Material and methods

The study was conducted in Uusimaa, at a study area with suitable tawny owl nest boxes of approximately 300 km2 (centre of study area 60.24696, 24.28244). The area consists of a mosaic of agricultural land, spruce-dominated and mixed forests and lakes and streams. The landscape and habitat configuration is similar in territories inhabited by grey and brown tawny owl males (Schenk 2018). Approximately one hundred nest boxes were placed in mixed forest areas with a relatively high proportion of deciduous trees. Nest sites were visited 3–5 times during the breeding season to collect information about clutch size, timing of hatching and hatching success and to conduct parental trapping and offspring ringing prior to fledging (see Karell et al. (2009a) for details on general protocol). Brood size equals the number of ringed fledglings. Both parents were trapped at the nest box during the nestling period, aged, measured (wing length and mass) and ringed to allow individual identification (Karell et al. 2009a). Plumage colour was scored in adults using a semi-continuous score based on the degree of reddish-brown colouration in four body parts: facial disc, back, breast and general appearance. From this overall score, we then categorised each individual as either grey or brown morph (Brommer et al. 2005). It was not possible to record morphometric data blind because our study involved focal animals in the field.

After each breeding event, the nest material (sawdust-wood chips layer in which the prey remains and regurgitated pellets accumulate) is collected and replaced with a fresh layer in each nest. Tawny owl young regurgitate the undigested parts of the prey, bones and fur or feathers in pellets, which accumulate and mix in with the nest material. In 2013–2018, we identified the prey remains from 38 nests in which both parents were identified, and which successfully produced fledglings.

The sawdust and prey remains were sorted according to the method described in Brommer et al. (2003) and Kekkonen et al. (2008). In short, bones were defined as right and left side when possible and paired, which yields a least estimation of individual numbers. Mammals were identified on species or genus level, while birds were sorted into groups according to their size: large birds, thrush-sized birds, finch-sized birds and smaller warbler-sized birds following the guidelines by Juutilainen (1998), Siivonen and Sulkava (2002) and Bjärvall and Ullström (2010). The number of individuals of each species or group was counted from the most numerous bones. To minimise observer bias, blinded methods were used when prey remains were recorded and analysed.

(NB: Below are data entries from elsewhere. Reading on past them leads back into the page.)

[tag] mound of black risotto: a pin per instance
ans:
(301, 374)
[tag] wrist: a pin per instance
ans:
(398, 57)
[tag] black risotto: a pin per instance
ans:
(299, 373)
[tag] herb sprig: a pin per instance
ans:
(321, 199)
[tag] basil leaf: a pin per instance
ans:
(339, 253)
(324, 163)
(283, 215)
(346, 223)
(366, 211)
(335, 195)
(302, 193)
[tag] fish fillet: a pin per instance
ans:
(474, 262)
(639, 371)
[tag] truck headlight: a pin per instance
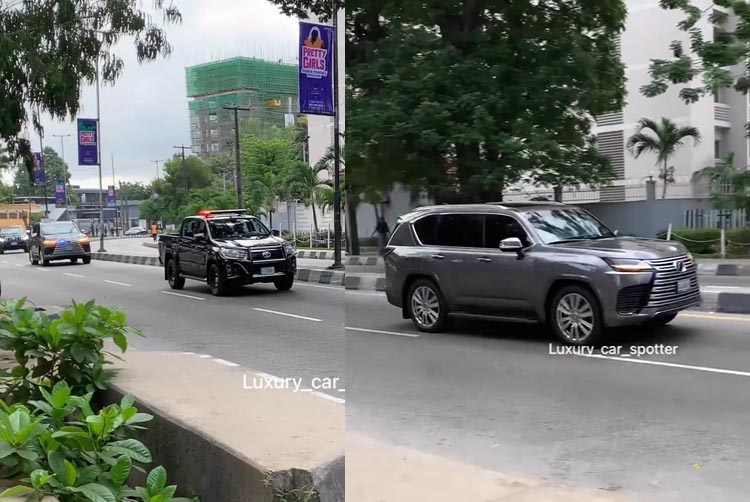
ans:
(233, 253)
(627, 265)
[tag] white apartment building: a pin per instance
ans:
(721, 118)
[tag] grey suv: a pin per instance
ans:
(542, 261)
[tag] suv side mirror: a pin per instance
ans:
(511, 245)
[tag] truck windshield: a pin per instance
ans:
(233, 229)
(565, 225)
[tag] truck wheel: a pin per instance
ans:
(575, 316)
(216, 281)
(173, 276)
(284, 284)
(426, 305)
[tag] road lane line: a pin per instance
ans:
(669, 365)
(366, 330)
(289, 315)
(119, 283)
(226, 363)
(183, 296)
(715, 317)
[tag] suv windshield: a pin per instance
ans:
(61, 228)
(565, 225)
(233, 229)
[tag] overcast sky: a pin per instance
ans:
(146, 113)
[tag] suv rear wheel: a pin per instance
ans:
(575, 316)
(427, 307)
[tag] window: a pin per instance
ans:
(401, 236)
(460, 230)
(426, 229)
(499, 227)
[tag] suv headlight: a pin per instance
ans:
(628, 265)
(233, 253)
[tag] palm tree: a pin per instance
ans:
(729, 186)
(662, 139)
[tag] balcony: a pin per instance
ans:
(722, 115)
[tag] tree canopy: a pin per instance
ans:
(463, 98)
(48, 50)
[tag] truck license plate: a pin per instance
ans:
(683, 285)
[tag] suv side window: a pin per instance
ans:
(401, 236)
(426, 229)
(460, 230)
(498, 227)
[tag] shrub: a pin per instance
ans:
(70, 348)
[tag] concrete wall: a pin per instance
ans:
(645, 218)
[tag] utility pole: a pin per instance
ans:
(67, 173)
(336, 144)
(238, 172)
(184, 165)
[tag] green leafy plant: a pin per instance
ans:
(69, 348)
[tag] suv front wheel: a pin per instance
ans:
(575, 316)
(427, 307)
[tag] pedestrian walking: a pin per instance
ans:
(382, 229)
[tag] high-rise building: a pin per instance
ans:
(721, 118)
(269, 89)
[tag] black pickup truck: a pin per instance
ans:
(225, 249)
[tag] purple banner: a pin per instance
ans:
(316, 69)
(39, 168)
(61, 198)
(88, 142)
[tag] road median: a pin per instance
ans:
(314, 276)
(225, 441)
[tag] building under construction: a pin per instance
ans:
(269, 89)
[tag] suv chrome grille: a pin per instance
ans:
(670, 271)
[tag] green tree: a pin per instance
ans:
(463, 98)
(705, 66)
(49, 50)
(662, 139)
(729, 186)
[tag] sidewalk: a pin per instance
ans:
(376, 472)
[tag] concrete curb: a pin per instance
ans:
(330, 277)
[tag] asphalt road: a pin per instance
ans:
(490, 394)
(292, 334)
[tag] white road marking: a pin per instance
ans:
(366, 330)
(670, 365)
(289, 315)
(226, 363)
(183, 296)
(119, 283)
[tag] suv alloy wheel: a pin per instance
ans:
(426, 306)
(575, 316)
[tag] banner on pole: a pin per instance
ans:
(60, 195)
(39, 168)
(88, 142)
(316, 45)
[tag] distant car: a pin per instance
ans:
(60, 240)
(136, 231)
(13, 238)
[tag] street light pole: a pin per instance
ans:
(67, 173)
(336, 144)
(238, 169)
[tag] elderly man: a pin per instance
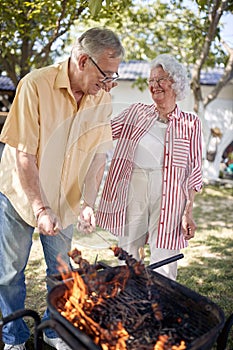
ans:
(56, 136)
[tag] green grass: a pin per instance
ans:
(207, 267)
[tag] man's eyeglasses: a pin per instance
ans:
(106, 78)
(151, 82)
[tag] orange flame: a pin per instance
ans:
(79, 304)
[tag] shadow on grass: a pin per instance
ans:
(211, 275)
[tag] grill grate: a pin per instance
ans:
(186, 315)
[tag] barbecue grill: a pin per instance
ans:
(186, 314)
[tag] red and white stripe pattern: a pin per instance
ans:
(181, 170)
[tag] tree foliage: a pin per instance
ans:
(31, 29)
(34, 31)
(192, 34)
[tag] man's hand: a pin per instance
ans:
(86, 222)
(48, 223)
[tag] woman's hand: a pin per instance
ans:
(188, 226)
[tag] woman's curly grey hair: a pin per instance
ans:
(176, 71)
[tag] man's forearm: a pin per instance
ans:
(29, 177)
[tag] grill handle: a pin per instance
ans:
(165, 261)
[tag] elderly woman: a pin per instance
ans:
(155, 170)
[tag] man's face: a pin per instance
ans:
(100, 74)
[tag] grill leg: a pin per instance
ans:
(223, 337)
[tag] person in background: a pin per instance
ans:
(56, 137)
(155, 170)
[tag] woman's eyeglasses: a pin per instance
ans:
(159, 81)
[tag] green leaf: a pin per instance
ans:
(95, 7)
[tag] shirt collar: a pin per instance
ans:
(62, 78)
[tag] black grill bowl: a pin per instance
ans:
(205, 319)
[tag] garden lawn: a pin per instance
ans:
(207, 266)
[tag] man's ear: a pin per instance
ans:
(82, 61)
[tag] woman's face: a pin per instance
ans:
(160, 86)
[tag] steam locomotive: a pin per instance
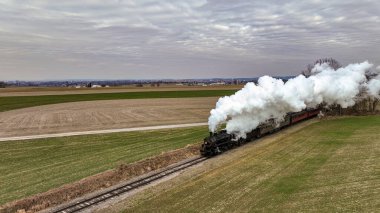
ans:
(221, 141)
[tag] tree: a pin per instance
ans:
(330, 61)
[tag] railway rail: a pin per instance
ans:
(88, 202)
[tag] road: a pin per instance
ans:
(30, 137)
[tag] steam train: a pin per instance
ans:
(221, 141)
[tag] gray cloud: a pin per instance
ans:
(181, 39)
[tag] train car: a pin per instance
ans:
(221, 141)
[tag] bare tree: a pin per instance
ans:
(330, 61)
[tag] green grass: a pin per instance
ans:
(330, 166)
(17, 102)
(33, 166)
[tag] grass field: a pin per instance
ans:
(330, 166)
(30, 167)
(17, 102)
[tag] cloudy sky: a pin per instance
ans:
(134, 39)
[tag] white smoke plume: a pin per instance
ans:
(272, 98)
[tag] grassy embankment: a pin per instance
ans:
(33, 166)
(330, 166)
(17, 102)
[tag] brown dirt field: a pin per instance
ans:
(35, 91)
(99, 115)
(101, 181)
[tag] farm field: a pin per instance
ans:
(100, 115)
(328, 166)
(34, 166)
(17, 102)
(38, 91)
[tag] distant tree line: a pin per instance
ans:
(364, 104)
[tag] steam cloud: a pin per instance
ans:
(272, 98)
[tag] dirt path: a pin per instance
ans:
(104, 115)
(131, 199)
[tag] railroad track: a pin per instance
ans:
(86, 203)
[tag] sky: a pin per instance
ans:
(139, 39)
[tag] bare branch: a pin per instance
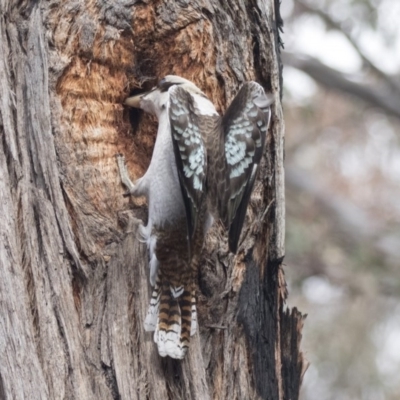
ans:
(380, 97)
(336, 25)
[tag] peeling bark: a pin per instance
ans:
(74, 288)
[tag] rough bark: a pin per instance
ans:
(74, 287)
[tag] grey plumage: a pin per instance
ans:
(203, 167)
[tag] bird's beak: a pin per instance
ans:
(133, 101)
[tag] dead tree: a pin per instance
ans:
(74, 281)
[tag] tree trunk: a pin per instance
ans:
(74, 277)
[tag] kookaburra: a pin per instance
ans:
(203, 168)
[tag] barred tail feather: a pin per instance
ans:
(175, 321)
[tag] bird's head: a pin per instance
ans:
(155, 101)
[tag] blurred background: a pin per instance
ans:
(342, 114)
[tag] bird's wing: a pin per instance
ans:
(245, 126)
(190, 153)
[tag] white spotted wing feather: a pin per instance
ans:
(245, 126)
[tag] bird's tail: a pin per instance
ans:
(173, 318)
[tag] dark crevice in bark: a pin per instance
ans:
(111, 381)
(257, 305)
(3, 394)
(278, 28)
(292, 364)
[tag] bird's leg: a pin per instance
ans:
(133, 188)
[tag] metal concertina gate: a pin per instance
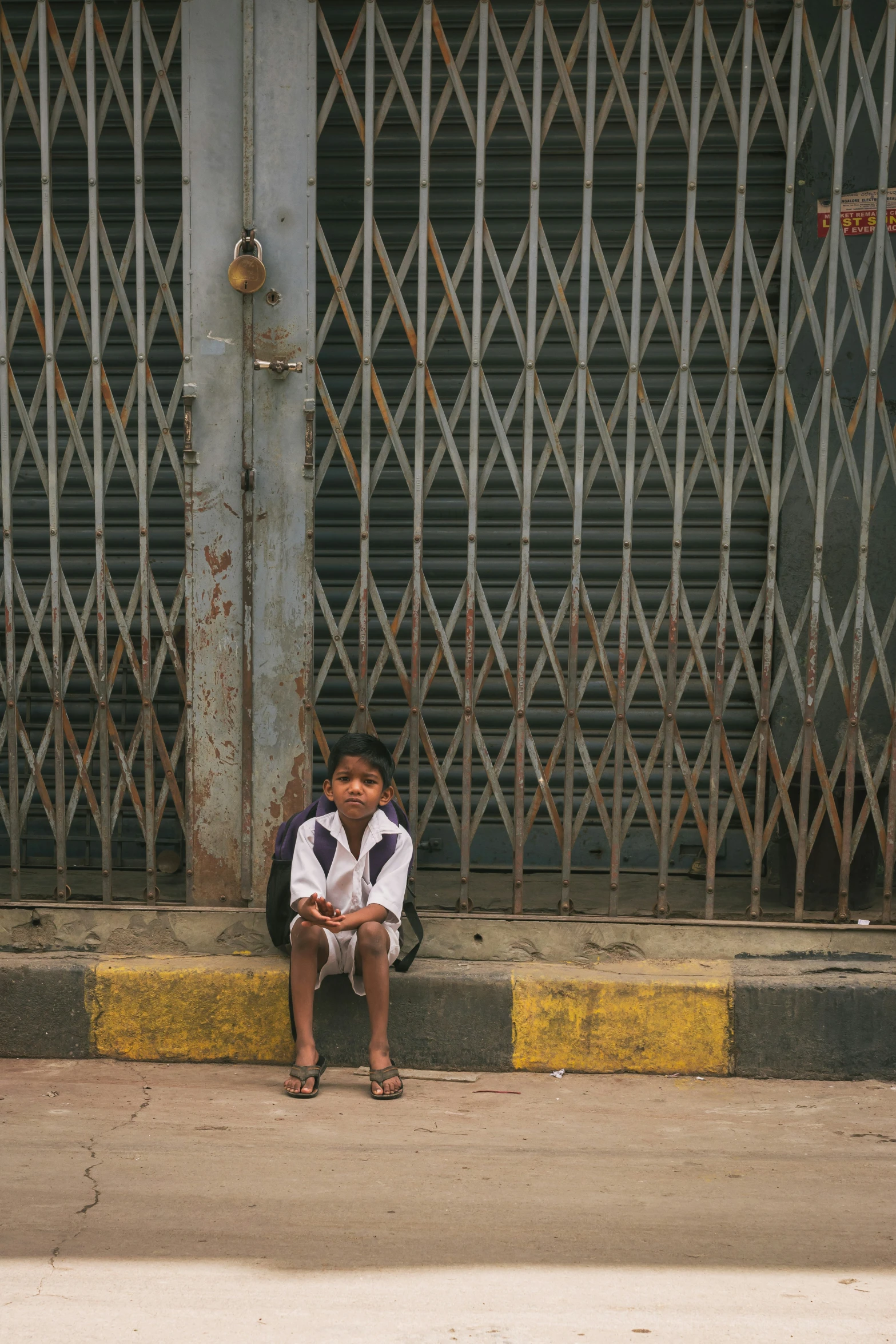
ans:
(698, 687)
(91, 352)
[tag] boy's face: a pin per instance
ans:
(356, 789)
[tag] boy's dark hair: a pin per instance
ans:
(366, 746)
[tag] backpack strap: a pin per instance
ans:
(414, 920)
(324, 846)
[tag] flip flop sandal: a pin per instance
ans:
(304, 1073)
(379, 1076)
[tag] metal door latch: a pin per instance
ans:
(280, 366)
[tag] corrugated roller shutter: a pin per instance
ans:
(445, 516)
(162, 172)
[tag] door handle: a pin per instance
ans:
(280, 366)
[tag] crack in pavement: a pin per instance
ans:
(90, 1147)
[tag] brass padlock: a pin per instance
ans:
(246, 272)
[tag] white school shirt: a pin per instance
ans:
(348, 884)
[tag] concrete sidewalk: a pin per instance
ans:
(779, 1016)
(195, 1203)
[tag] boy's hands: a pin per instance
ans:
(320, 912)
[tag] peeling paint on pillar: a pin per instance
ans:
(213, 163)
(282, 617)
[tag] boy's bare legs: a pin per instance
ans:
(308, 956)
(372, 955)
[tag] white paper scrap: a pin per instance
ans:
(433, 1074)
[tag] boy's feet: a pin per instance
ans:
(304, 1055)
(382, 1059)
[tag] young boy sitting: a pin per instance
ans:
(344, 924)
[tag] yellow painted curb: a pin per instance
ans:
(185, 1008)
(643, 1019)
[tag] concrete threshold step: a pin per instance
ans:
(118, 931)
(766, 1018)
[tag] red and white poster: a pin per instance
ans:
(859, 213)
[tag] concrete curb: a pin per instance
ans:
(771, 1018)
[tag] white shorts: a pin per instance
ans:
(341, 955)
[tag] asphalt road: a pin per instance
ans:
(195, 1202)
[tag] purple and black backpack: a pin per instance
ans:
(280, 913)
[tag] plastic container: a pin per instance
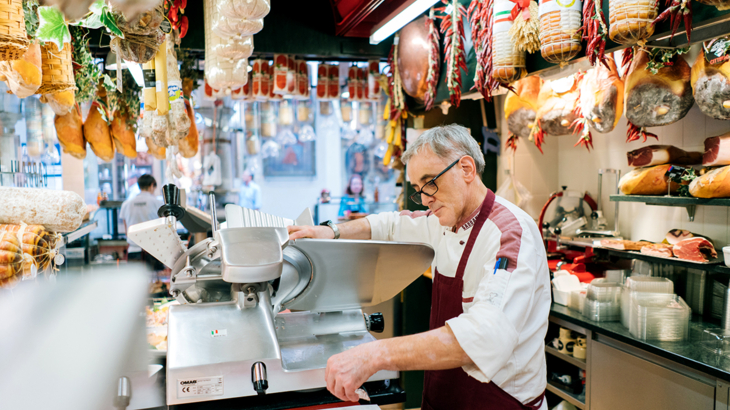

In order to get an estimate of the prey mass of the different prey types delivered to the nest, we multiplied average mass of species or group (Supplementary Table 1) with the number of items counted from the remains (average number of prey delivered: 56.9 ± 5.7 SD). The number of items is always the least estimation, as the mother, which shares the food in the nest box, may eat some of the prey and regurgitate the pellets outside of the nest box. In addition, the smallest bone parts may be lost. This method gives good estimates of the parental prey delivery in Strix owls (Brommer et al. 2003; Karell 2007; Kekkonen et al. 2008; Karell et al. 2009b).

We studied the mass of the prey delivered per nest instead of number of prey items as this better corresponds to dietary requirements, resource use and net energetic value of the prey. For example, mammalian prey of tawny owls in our study area range commonly between 7 g (common shrew, Sorex araneus) and 257 g (rat, Rattus norvegicus) and everything in between (see Supplementary Table 1). For this reason, prey mass gives a more complete estimate of the diet the tawny owls provide to their nestlings compared to the number of prey items.

In tawny owls, males are the main food providers for the brood, whereas the females incubate and defend the nest (Mikkola 1983; Sasvári et al. 2000; Sunde et al. 2003). Males engage in courtship feeding of the female to attract her to lay eggs (Mikkola 1983). In this way males have a significant impact on the timing of breeding in tawny owls (Brommer et al. 2015). Halfway in the nestling period, when the chicks begin to thermoregulate well and are able to eat the prey items independently, the female begins to guard the nest from the outside and also contribute in food provisioning. Here, we consider that the males contribute to the reproductive output of the female (brood size) and that variation in prey delivered to the nest in the nestling period is mainly attributed to characteristics in the males (see “Statistical methods” section below).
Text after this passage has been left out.